Zimbabwe Can’t Pipe Water so Taxes Private Supplies Instead

Zimbabwe’s government hasn’t been able to supply piped water to much of the southern African nation’s capital, Harare, for most of the past decade. Now it’s taxing private suppliers as it struggles to pay state workers.
The levy on water pumped from boreholes and supplied by tankers to private houses, imposed on Oct. 1, is one of a host of taxes that the government has put in place, ranging from duties on cellphone airtime to increased import duties on cars and motor fuel, to shore up sagging revenue amid slowing economic growth.
“Welcome to Harare where we pay a tax rate for water the city is supposed to supply, but doesn’t, and must pay for our own boreholes or deliveries and be taxed on those instead,” Domore Sebakwe, a resident of the affluent Mount Pleasant suburb, said by phone last week from Harare, a city of 2.1 million people.
In addition to an inadequate water and
power supplies, most roads are riddled with potholes, and few streetlights work. That’s a legacy of the almost decade-long recession that began in 2000, triggered by a botched land reform program that slashed exports of crops such as tobacco, and has reduced the size of the economy by half, according to government estimates. The state is struggling to pay salaries that consume 76 percent of the budget.
“We have to increase revenue collection,” Finance Minister Patrick Chinamasa said by phone yesterday. “You already know that the government wage bill is consuming 70 percent to 80 percent of revenue. We acknowledge that’s not sustainable.”
A levy of $3 has been imposed for every 1,000 liters (264 gallons) of water pumped through boreholes in the capital. The cost of a delivery of 5,000 liters to a house by tanker has risen to $60 from $45.

Dry Pipes

“I haven’t had water from the city for eight years. Their pipes are dry, yet for eight years I’ve paid my rates and in that time I sunk a borehole, bought a storage tank and re-plumbed my house at huge cost, and now I’m being taxed on something the city is supposed to supply,” Sebakwe said.
The charge makes the liquid 7.5 times more expensive than water supplied by the city council, according to Kubatana, a coalition of non-governmental organizations based in Harare.
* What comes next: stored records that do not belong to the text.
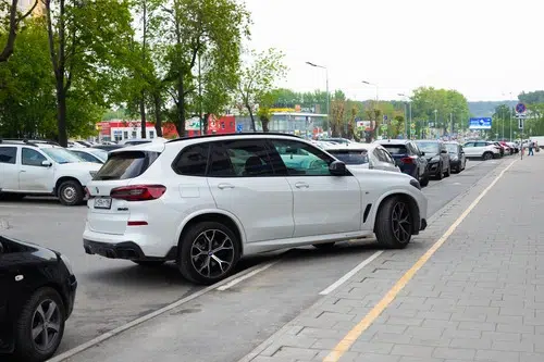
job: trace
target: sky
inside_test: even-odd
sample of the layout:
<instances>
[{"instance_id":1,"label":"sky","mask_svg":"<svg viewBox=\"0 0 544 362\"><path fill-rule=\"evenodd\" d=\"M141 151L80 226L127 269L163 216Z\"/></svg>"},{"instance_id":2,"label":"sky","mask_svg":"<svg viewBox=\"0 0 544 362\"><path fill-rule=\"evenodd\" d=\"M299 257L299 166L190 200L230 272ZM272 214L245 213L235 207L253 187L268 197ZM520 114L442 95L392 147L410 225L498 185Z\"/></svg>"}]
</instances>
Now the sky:
<instances>
[{"instance_id":1,"label":"sky","mask_svg":"<svg viewBox=\"0 0 544 362\"><path fill-rule=\"evenodd\" d=\"M543 0L245 0L256 50L285 53L298 91L403 99L420 86L469 101L544 89ZM369 82L375 86L366 85ZM510 92L512 97L510 97Z\"/></svg>"}]
</instances>

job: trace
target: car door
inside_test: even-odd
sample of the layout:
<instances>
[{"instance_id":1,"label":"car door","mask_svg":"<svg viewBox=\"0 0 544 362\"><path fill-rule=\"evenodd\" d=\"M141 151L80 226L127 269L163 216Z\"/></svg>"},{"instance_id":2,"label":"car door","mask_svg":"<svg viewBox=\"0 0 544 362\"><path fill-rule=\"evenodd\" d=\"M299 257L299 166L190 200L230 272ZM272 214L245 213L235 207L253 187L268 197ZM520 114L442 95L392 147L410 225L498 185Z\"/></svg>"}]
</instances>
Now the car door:
<instances>
[{"instance_id":1,"label":"car door","mask_svg":"<svg viewBox=\"0 0 544 362\"><path fill-rule=\"evenodd\" d=\"M0 190L18 190L17 147L0 147Z\"/></svg>"},{"instance_id":2,"label":"car door","mask_svg":"<svg viewBox=\"0 0 544 362\"><path fill-rule=\"evenodd\" d=\"M52 192L54 186L54 167L41 163L49 161L38 150L23 147L18 170L18 189L30 192Z\"/></svg>"},{"instance_id":3,"label":"car door","mask_svg":"<svg viewBox=\"0 0 544 362\"><path fill-rule=\"evenodd\" d=\"M207 176L217 207L239 220L247 242L293 237L293 191L274 173L264 139L212 142Z\"/></svg>"},{"instance_id":4,"label":"car door","mask_svg":"<svg viewBox=\"0 0 544 362\"><path fill-rule=\"evenodd\" d=\"M271 139L294 194L294 237L360 230L361 189L351 174L333 176L332 157L310 143Z\"/></svg>"}]
</instances>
The Zimbabwe National Water Authority justified the charges and a ban on deliveries of water to Harare residents from boreholes within the city on a depletion of ground water supplies.
“Excessive abstraction of ground water leads to the lowering of the water table,” the regulator said on its website.

Import Duties

In addition to the water charge, a 25-percent import duty has been imposed on all mobile phones and 5-percent tax on airtime and. Import duties on motor vehicles rose to more than 60 percent, while a tax on motor fuel was increased by 5 cents a liter.
The Zimbabwe National Roads Administration this year doubled tolls paid by drivers of cars to use inter-city highways to $2, simultaneously introducing a $10 “road access fee” on travelers entering the country. Trucks are charged $10 at each toll gate.
Economic growth is slowing after President Robert Mugabe, 90, won his fifth term last year, ending a power-sharing government formed after disputed elections five years before. During the coalition, the economy emerged from recession.
Now factories are shutting down and consumer spending has slumped. The IMF estimates the economy expanded about 3 percent in 2013 compared with 10.5 percent a year earlier.
“It’s just an attempt to get any money they can because revenue isn’t meeting more than very basic needs,” said John Robertson, an independent economist in Harare. “Government is desperate for money.”